= Degei =

Fijian god

In Fijian mythology, Degei (pronounced Ndengei), enshrined as a serpent, is the supreme god of Fiji. He is the creator of the (Fijian) world, fruits, and of men and is specially connected to Rakiraki District, Fiji. He judges newly dead souls after they pass through one of two caves: Cibaciba or Drakulu. A few he sends to paradise Burotu. Most others are thrown into a lake, where they will eventually sink to the bottom (Murimuria) to be appropriately rewarded or punished.

He is said to have at first moved about freely, but then in the form of a snake to have grown into the earth with his ringed tail. Since then he has become the god of earthquakes, storms and seasons. Whenever Degei shakes himself fertilising rain will fall, delicious fruits hang on the trees, and the yam fields yield an excellent crop.

Degei is also a god of wrath who declares himself in terrible fashion. He punishes and chastens his people by destroying the crops or by floods; he could indeed easily wipe out mankind from the earth, for since he has lived in the bowels of the earth he has been tormented with so insatiable hunger that he would like to take in and swallow the whole world.

Rokola is a name of the son of Degei.

== First human couple ==
Degei hatched an egg from which the first humans came to Earth.

== In popular culture ==
Friedrich Ratzel in The History of Mankind reported in 1896 a religious practice enjoined by Degei that involved tattooing women on the lower part of the body and the thigh, the corner of the mouth, and the finger.
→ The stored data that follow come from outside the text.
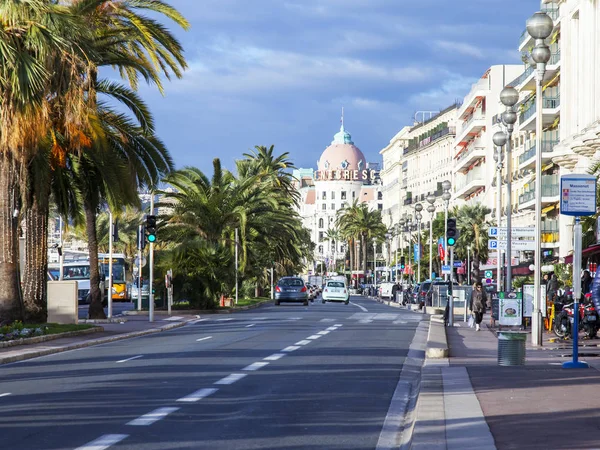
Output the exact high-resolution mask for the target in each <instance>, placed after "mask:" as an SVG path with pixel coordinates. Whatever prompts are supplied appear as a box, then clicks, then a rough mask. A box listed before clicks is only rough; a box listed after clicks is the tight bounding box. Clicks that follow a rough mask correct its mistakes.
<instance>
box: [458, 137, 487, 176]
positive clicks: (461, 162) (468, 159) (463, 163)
mask: <svg viewBox="0 0 600 450" xmlns="http://www.w3.org/2000/svg"><path fill="white" fill-rule="evenodd" d="M481 158H485V147H484V146H483V145H482V142H481V140H480V139H478V140H477V141H476V142H473V143H472V144H471V145H470V146H469V147H468V148H466V149H465V150H463V152H462V153H461V154H459V155H458V157H457V158H456V161H455V163H454V170H455V171H456V172H459V171H461V170H462V169H464V168H465V167H469V166H470V165H471V164H473V163H474V162H476V161H477V160H479V159H481Z"/></svg>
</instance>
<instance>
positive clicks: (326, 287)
mask: <svg viewBox="0 0 600 450" xmlns="http://www.w3.org/2000/svg"><path fill="white" fill-rule="evenodd" d="M321 299H322V300H321V301H322V302H323V303H325V302H344V303H346V305H347V304H348V303H350V293H349V292H348V286H346V283H345V282H344V281H333V280H330V281H328V282H327V283H326V284H325V289H323V293H322V294H321Z"/></svg>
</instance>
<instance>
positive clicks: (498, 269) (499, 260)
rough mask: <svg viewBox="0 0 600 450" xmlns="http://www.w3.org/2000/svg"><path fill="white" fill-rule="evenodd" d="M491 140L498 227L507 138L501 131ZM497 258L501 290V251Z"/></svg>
mask: <svg viewBox="0 0 600 450" xmlns="http://www.w3.org/2000/svg"><path fill="white" fill-rule="evenodd" d="M492 140H493V141H494V144H495V145H496V151H495V152H494V161H496V192H497V197H498V201H497V205H498V206H497V210H496V225H497V226H498V227H499V226H500V225H501V223H502V221H501V218H502V168H503V167H504V164H503V161H504V152H503V151H502V147H504V145H505V144H506V141H507V136H506V133H504V132H503V131H498V132H496V133H494V136H492ZM496 253H497V255H498V257H497V261H496V279H497V281H498V290H501V289H502V250H500V249H498V250H497V251H496Z"/></svg>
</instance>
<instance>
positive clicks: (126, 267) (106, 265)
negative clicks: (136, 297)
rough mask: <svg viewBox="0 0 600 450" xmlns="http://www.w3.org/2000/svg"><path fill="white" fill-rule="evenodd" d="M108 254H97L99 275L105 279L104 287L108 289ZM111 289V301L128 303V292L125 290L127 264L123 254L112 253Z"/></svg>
mask: <svg viewBox="0 0 600 450" xmlns="http://www.w3.org/2000/svg"><path fill="white" fill-rule="evenodd" d="M109 262H110V258H109V254H108V253H99V254H98V263H99V264H100V273H101V274H104V276H105V277H106V281H105V284H104V285H105V286H106V289H108V276H109ZM112 263H113V273H112V275H113V288H112V299H113V301H123V302H125V301H129V300H130V298H129V290H128V289H127V269H128V267H129V264H127V260H126V259H125V254H124V253H113V255H112Z"/></svg>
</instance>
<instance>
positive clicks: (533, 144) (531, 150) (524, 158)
mask: <svg viewBox="0 0 600 450" xmlns="http://www.w3.org/2000/svg"><path fill="white" fill-rule="evenodd" d="M558 142H559V141H558V140H542V162H544V160H546V161H547V160H549V159H551V158H552V155H551V153H552V151H553V150H554V147H555V146H556V145H557V144H558ZM535 149H536V142H535V141H533V144H532V145H531V146H530V147H529V148H528V149H527V150H525V151H524V152H523V154H522V155H520V156H519V170H523V169H527V168H529V167H532V166H535V155H536V150H535Z"/></svg>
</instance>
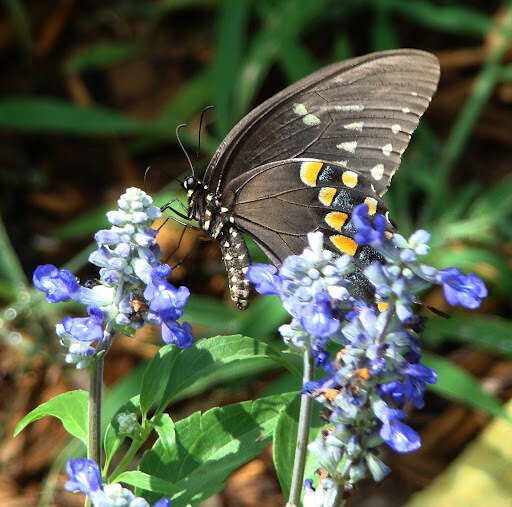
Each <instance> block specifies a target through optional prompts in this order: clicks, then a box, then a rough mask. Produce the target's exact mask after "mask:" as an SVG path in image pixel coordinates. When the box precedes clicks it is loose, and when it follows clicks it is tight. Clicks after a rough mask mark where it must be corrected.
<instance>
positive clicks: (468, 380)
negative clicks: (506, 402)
mask: <svg viewBox="0 0 512 507" xmlns="http://www.w3.org/2000/svg"><path fill="white" fill-rule="evenodd" d="M423 362H424V363H425V364H426V365H427V366H428V367H429V368H433V369H434V370H435V371H436V372H437V375H438V379H437V382H436V383H435V384H428V388H429V389H430V390H431V391H433V392H435V393H437V394H439V395H440V396H444V397H445V398H448V399H450V400H455V401H459V402H461V403H464V404H465V405H468V406H470V407H473V408H478V409H480V410H482V411H483V412H486V413H487V414H489V415H492V416H496V417H503V418H505V419H508V420H509V421H511V422H512V417H510V416H509V415H507V413H506V412H505V410H504V409H503V404H502V403H501V402H500V401H499V400H498V399H497V398H495V397H494V396H491V395H490V394H487V393H486V392H485V391H484V390H483V389H482V386H481V385H480V384H479V383H478V380H477V379H476V378H475V377H473V376H472V375H471V374H470V373H468V372H467V371H464V370H463V369H462V368H460V367H459V366H457V365H456V364H455V363H452V362H451V361H448V360H447V359H444V358H442V357H439V356H436V355H434V354H429V353H426V352H425V353H424V354H423Z"/></svg>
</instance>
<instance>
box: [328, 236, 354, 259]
mask: <svg viewBox="0 0 512 507" xmlns="http://www.w3.org/2000/svg"><path fill="white" fill-rule="evenodd" d="M330 240H331V241H332V243H333V244H334V246H335V247H336V248H337V249H338V250H339V251H340V252H343V253H346V254H348V255H352V256H353V255H354V254H355V253H356V250H357V243H356V242H355V241H354V240H353V239H352V238H349V237H347V236H341V235H333V236H331V237H330Z"/></svg>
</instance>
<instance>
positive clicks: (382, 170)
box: [370, 164, 384, 181]
mask: <svg viewBox="0 0 512 507" xmlns="http://www.w3.org/2000/svg"><path fill="white" fill-rule="evenodd" d="M370 173H371V175H372V177H373V179H374V180H377V181H379V180H381V179H382V176H383V174H384V164H377V165H375V166H373V167H372V168H371V169H370Z"/></svg>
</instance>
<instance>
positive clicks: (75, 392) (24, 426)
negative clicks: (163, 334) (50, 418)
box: [14, 390, 89, 445]
mask: <svg viewBox="0 0 512 507" xmlns="http://www.w3.org/2000/svg"><path fill="white" fill-rule="evenodd" d="M88 403H89V393H88V392H87V391H81V390H76V391H68V392H67V393H62V394H59V395H58V396H55V397H54V398H52V399H51V400H49V401H47V402H46V403H42V404H41V405H39V406H38V407H37V408H35V409H34V410H32V411H31V412H29V413H28V414H27V415H26V416H25V417H24V418H23V419H22V420H21V421H20V422H19V423H18V424H17V425H16V428H15V430H14V436H16V435H18V433H20V432H21V431H22V430H23V429H25V427H26V426H28V425H29V424H30V423H32V422H34V421H37V420H38V419H42V418H43V417H46V416H48V415H51V416H53V417H56V418H57V419H60V421H61V422H62V424H63V426H64V428H65V430H66V431H67V432H68V433H69V434H71V435H72V436H74V437H76V438H78V439H80V440H81V441H82V442H83V443H84V444H85V445H87V407H88Z"/></svg>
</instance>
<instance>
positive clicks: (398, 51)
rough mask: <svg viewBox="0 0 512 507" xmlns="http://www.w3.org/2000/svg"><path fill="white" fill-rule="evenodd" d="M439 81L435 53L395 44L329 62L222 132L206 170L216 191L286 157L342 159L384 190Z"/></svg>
mask: <svg viewBox="0 0 512 507" xmlns="http://www.w3.org/2000/svg"><path fill="white" fill-rule="evenodd" d="M438 80H439V64H438V61H437V59H436V57H435V56H433V55H432V54H430V53H426V52H423V51H417V50H412V49H399V50H393V51H384V52H380V53H373V54H369V55H365V56H362V57H359V58H354V59H351V60H346V61H344V62H340V63H335V64H333V65H330V66H327V67H325V68H323V69H321V70H319V71H317V72H315V73H313V74H311V75H310V76H307V77H306V78H304V79H302V80H300V81H298V82H297V83H295V84H294V85H292V86H290V87H288V88H286V89H284V90H283V91H282V92H280V93H278V94H277V95H275V96H274V97H272V98H270V99H269V100H267V101H266V102H264V103H263V104H261V105H260V106H259V107H257V108H256V109H254V110H253V111H252V112H250V113H249V114H248V115H247V116H245V117H244V118H243V119H242V120H241V121H240V122H239V123H238V124H237V125H236V126H235V127H234V128H233V129H232V130H231V132H230V133H229V134H228V135H227V136H226V138H225V139H224V141H223V142H222V143H221V145H220V146H219V148H218V150H217V151H216V153H215V154H214V156H213V158H212V160H211V162H210V164H209V165H208V168H207V170H206V173H205V177H204V183H205V184H207V185H208V187H209V188H210V189H211V190H212V191H214V192H218V191H219V190H221V189H222V188H223V187H224V186H225V185H226V184H227V182H229V181H231V180H232V179H234V178H236V177H238V176H240V175H241V174H243V173H245V172H246V171H247V170H250V169H252V168H255V167H259V166H264V165H265V164H268V163H271V162H274V161H277V160H285V159H291V158H299V157H301V158H319V159H322V160H328V161H331V162H336V161H338V162H341V163H342V164H343V165H345V166H347V167H348V168H349V169H352V170H354V171H358V172H360V173H362V174H365V175H367V176H368V177H369V178H371V179H372V182H373V185H374V187H375V189H376V192H377V194H379V195H382V194H383V193H384V192H385V191H386V189H387V187H388V185H389V181H390V179H391V177H392V176H393V174H394V172H395V171H396V169H397V168H398V165H399V164H400V157H401V155H402V153H403V152H404V150H405V148H406V147H407V145H408V143H409V139H410V136H411V134H412V132H413V131H414V129H415V128H416V126H417V125H418V121H419V118H420V116H421V115H422V114H423V113H424V111H425V109H426V108H427V107H428V104H429V102H430V100H431V97H432V95H433V93H434V91H435V89H436V87H437V83H438Z"/></svg>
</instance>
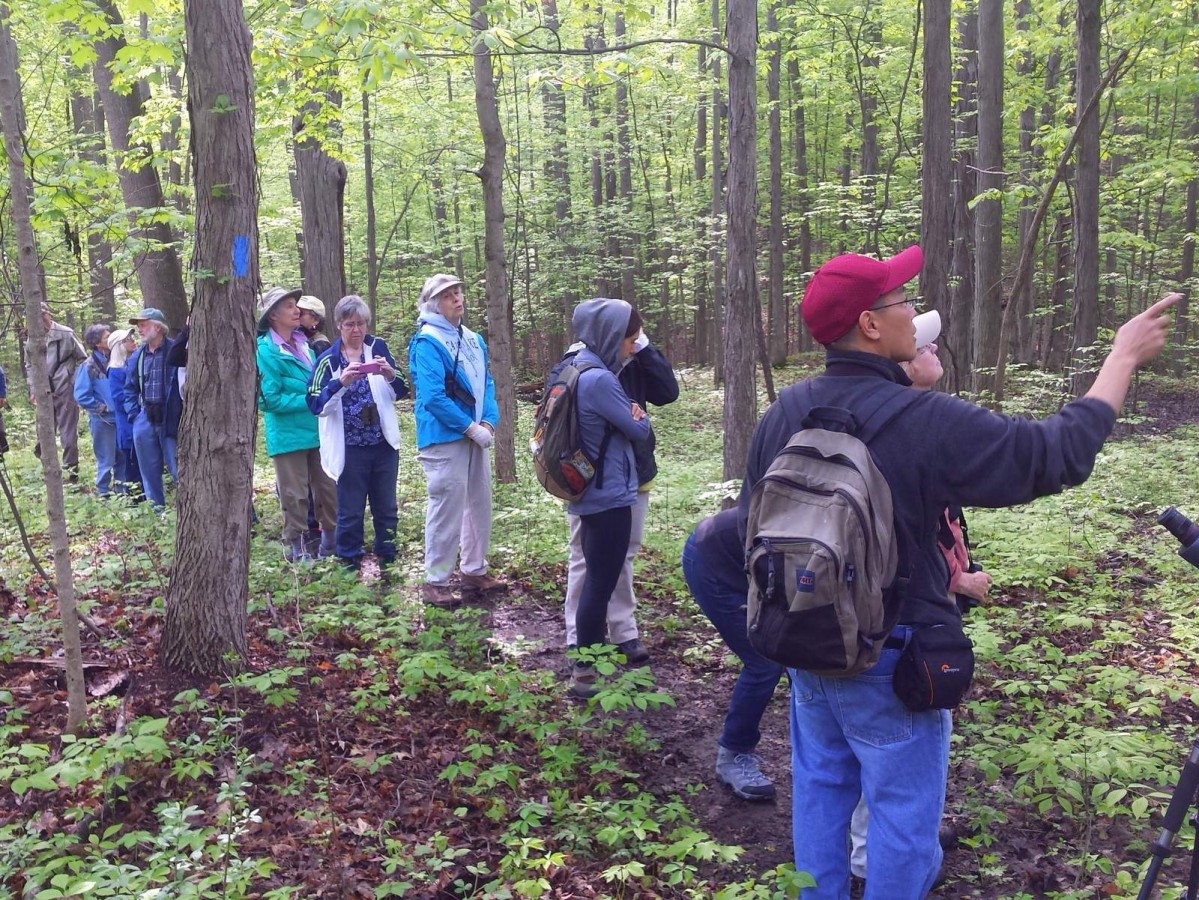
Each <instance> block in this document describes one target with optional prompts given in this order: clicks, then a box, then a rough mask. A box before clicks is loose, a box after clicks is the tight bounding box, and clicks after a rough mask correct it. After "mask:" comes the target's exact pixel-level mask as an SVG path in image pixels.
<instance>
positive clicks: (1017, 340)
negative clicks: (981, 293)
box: [1008, 0, 1037, 363]
mask: <svg viewBox="0 0 1199 900" xmlns="http://www.w3.org/2000/svg"><path fill="white" fill-rule="evenodd" d="M1031 18H1032V4H1031V0H1016V30H1017V31H1020V32H1024V34H1026V32H1028V31H1029V29H1030V28H1031ZM1035 68H1036V59H1035V56H1034V55H1032V52H1031V50H1025V52H1024V53H1023V54H1022V55H1020V58H1019V59H1018V60H1017V64H1016V74H1017V75H1018V77H1020V78H1024V79H1028V78H1031V77H1032V74H1034V71H1035ZM1036 127H1037V126H1036V107H1034V105H1032V103H1031V102H1030V103H1026V104H1025V105H1024V107H1023V108H1022V109H1020V151H1019V153H1020V183H1022V186H1024V187H1026V188H1028V187H1031V186H1032V180H1034V174H1035V171H1036V162H1037V155H1036V153H1035V152H1034V149H1032V146H1034V145H1032V139H1034V135H1035V134H1036ZM1035 207H1036V204H1035V203H1034V200H1032V198H1031V195H1029V197H1024V198H1022V199H1020V207H1019V211H1018V213H1017V217H1016V223H1017V225H1016V246H1017V247H1023V246H1024V242H1025V241H1026V240H1029V229H1030V226H1031V224H1032V212H1034V209H1035ZM1035 295H1036V290H1035V288H1034V280H1032V279H1029V280H1028V282H1026V283H1025V284H1023V285H1012V297H1011V300H1010V301H1008V302H1010V303H1012V304H1013V306H1014V313H1013V314H1014V316H1016V350H1014V354H1013V355H1014V357H1016V360H1017V361H1018V362H1022V363H1031V362H1032V361H1034V358H1035V354H1036V346H1035V343H1036V319H1035V318H1034V315H1032V312H1034V309H1035V308H1036V303H1035V302H1034V297H1035Z"/></svg>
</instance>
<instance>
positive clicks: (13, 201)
mask: <svg viewBox="0 0 1199 900" xmlns="http://www.w3.org/2000/svg"><path fill="white" fill-rule="evenodd" d="M8 23H10V13H8V5H7V4H4V2H0V129H2V131H4V145H5V153H6V155H7V157H8V191H10V200H11V204H10V207H8V209H10V216H11V217H12V223H13V229H14V231H16V238H17V262H18V268H19V272H20V292H22V295H23V297H24V301H25V324H26V327H28V328H29V344H28V348H26V352H28V355H29V361H30V368H31V369H32V372H34V379H32V380H34V385H35V386H36V393H35V399H36V400H37V440H38V441H40V442H41V445H42V447H47V448H49V449H48V451H47V452H44V453H42V473H43V476H44V478H46V513H47V517H48V519H49V526H50V546H52V548H53V552H54V581H55V584H54V590H55V593H56V594H58V598H59V615H60V616H61V617H62V650H64V653H65V654H66V678H67V727H66V730H67V731H79V730H80V729H82V727H83V725H84V724H85V721H86V719H88V697H86V694H85V688H84V679H83V651H82V650H80V646H79V618H78V614H77V611H76V598H74V578H73V575H72V573H71V543H70V538H68V536H67V518H66V512H65V511H64V507H62V469H61V466H60V465H59V454H58V452H56V449H55V448H56V441H55V437H54V400H53V399H52V397H50V379H49V372H48V370H47V368H46V326H44V325H43V324H42V313H41V304H42V302H43V300H44V298H46V295H44V292H43V289H42V279H41V273H40V272H38V261H37V247H36V244H35V238H34V223H32V213H34V193H32V186H31V185H30V182H29V179H28V175H26V173H25V104H24V99H23V98H22V93H20V74H19V67H18V65H17V43H16V42H14V41H13V38H12V30H11V28H10V25H8Z"/></svg>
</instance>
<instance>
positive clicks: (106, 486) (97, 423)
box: [88, 415, 121, 497]
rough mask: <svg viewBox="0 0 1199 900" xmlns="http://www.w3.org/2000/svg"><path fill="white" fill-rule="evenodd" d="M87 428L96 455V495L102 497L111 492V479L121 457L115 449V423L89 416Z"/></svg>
mask: <svg viewBox="0 0 1199 900" xmlns="http://www.w3.org/2000/svg"><path fill="white" fill-rule="evenodd" d="M88 428H89V429H90V430H91V449H92V452H94V453H95V454H96V493H97V494H100V496H102V497H104V496H108V494H109V491H112V490H113V478H114V476H115V473H116V465H118V460H119V459H120V455H121V452H120V451H119V449H118V448H116V423H115V422H106V421H104V419H103V418H101V417H100V416H92V415H89V416H88ZM118 487H119V485H118Z"/></svg>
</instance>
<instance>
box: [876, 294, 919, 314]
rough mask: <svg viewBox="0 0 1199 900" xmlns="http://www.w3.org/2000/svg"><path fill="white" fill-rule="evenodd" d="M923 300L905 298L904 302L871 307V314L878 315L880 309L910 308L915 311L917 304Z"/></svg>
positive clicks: (887, 303) (888, 303) (886, 304)
mask: <svg viewBox="0 0 1199 900" xmlns="http://www.w3.org/2000/svg"><path fill="white" fill-rule="evenodd" d="M922 300H923V297H904V298H903V300H897V301H894V302H893V303H884V304H882V306H880V307H870V312H872V313H876V312H879V310H880V309H887V308H888V307H908V308H909V309H915V308H916V304H917V303H920V302H921V301H922Z"/></svg>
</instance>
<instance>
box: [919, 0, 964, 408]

R.A. Derrick (1957:11) says:

"In these traditions Degei figures not only as the origin of the people, but also as a huge snake, living in a cave near the summit of the mountain Uluda – the northernmost peak of the Nakauvandra Range. Earth tremors and thunder were ascribed as his uneasy turnings within the cave. He took no interest in his people’s affairs; his existence was no more than a round of eating and sleeping. By association with him, snakes were honoured as ‘the Offspring of the origin’. The snake cult was generally throughout the group."